Ulrik Bengtsson, Hill’s chief digital officer, confirmed the news to a Maltese newspaper that the group would open a ‘small initial organisation’ in the country.
A location has not yet been decided on with the search currently ongoing.
Bengtsson stated that the Malta office would help to support the operator’s expansion as it looks to take advantage of the nearly open sports betting market in the US.
But, an office in Malta will be key for the operator once Britain – and by extension Gibraltar – leaves the European Union (EU) in 2019.
Hill’s plans follow the news in March that bet365 are also set to open an office in Malta next year.
Speaking to the Times of Malta, a spokesman for the group said:
With William Hill’s online customer base overwhelmingly in the UK, Gibraltar will continue to be its key operational hub post-Brexit. However, Malta provides an option for international operations should they be required after Brexit.– Spokesperson, William Hill.
Why are bookmakers moving to Malta?
Both bet365 and William Hill have stated that Gibraltar will remain their main jurisdiction, but with Brexit looming, more firms could follow suit and set up camp in Malta. 888 Sport have already started plans to obtain a gambling licence in Malta.
Gibraltar has already secured a bi-lateral agreement with the UK to ensure gambling services can continue to flow freely post-Brexit. So why are operators opening offices in Malta?
Mostly, operators are worried about the freedom to offer their products and services throughout the EU when based in a non-EU state. Setting up in an EU country makes total business sense so that operators can continue to offer their services to the vast European market.

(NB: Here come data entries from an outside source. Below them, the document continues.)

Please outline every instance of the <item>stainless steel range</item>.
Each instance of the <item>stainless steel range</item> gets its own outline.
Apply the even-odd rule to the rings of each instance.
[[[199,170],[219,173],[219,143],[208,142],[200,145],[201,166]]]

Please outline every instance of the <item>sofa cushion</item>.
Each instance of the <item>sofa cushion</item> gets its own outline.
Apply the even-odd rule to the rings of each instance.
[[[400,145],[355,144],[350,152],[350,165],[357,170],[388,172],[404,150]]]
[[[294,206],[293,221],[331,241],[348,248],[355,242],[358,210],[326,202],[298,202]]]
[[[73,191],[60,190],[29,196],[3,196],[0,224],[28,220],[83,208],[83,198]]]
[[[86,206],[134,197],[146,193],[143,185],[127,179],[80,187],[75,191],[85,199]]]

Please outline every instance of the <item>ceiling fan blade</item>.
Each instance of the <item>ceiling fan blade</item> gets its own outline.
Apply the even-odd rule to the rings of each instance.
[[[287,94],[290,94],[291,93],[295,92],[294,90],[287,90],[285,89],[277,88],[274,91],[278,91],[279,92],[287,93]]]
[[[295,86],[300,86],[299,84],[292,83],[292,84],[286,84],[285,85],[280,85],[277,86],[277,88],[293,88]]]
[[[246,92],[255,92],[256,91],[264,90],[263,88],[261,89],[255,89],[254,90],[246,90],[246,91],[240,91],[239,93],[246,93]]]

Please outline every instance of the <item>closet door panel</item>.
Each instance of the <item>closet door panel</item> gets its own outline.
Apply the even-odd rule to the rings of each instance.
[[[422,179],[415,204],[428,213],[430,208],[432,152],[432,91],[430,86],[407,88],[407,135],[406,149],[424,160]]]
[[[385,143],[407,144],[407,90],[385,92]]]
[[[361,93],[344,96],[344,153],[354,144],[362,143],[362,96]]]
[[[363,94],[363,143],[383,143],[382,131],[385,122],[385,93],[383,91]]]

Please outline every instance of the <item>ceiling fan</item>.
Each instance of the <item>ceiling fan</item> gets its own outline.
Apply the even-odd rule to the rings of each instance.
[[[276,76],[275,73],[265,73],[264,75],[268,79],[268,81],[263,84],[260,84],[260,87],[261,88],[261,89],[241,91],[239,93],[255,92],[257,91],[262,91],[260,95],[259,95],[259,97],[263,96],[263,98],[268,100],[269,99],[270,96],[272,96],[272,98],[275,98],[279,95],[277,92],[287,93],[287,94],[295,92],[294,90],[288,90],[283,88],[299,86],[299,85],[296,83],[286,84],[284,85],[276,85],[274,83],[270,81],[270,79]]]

But why Malta specifically? Malta is the EU’s smallest country, but its gaming framework is excellent. The Malta Gaming Authority (MGA) has worked hard to regulate the sector in a way that is beneficial to both consumers and businesses, so much so, that it has been publicly commended by the International Monetary Fund (IMF).
Last month, Malta brought a new gaming act into force, enabling stricter regulations and updating the framework. The act also gave the MGA more power to lead compliance and enforcement within the sector, along with introducing a player support unit to be a mediator between operators and players.
Another area where Malta is leading the pack is with its plans to introduce a unified self-exclusion scheme that applies to remote gambling operators as well as land-based operators. All operators wishing to gain a Maltese licence must have their own self-exclusion tools, but this scheme should prove much more effective and beneficial to players.
Ultimately, uncertainty over Brexit and its effects still looms and it seems unlikely that William Hill will be the last operator to open an office in Malta before Britain leaves the EU in 2019.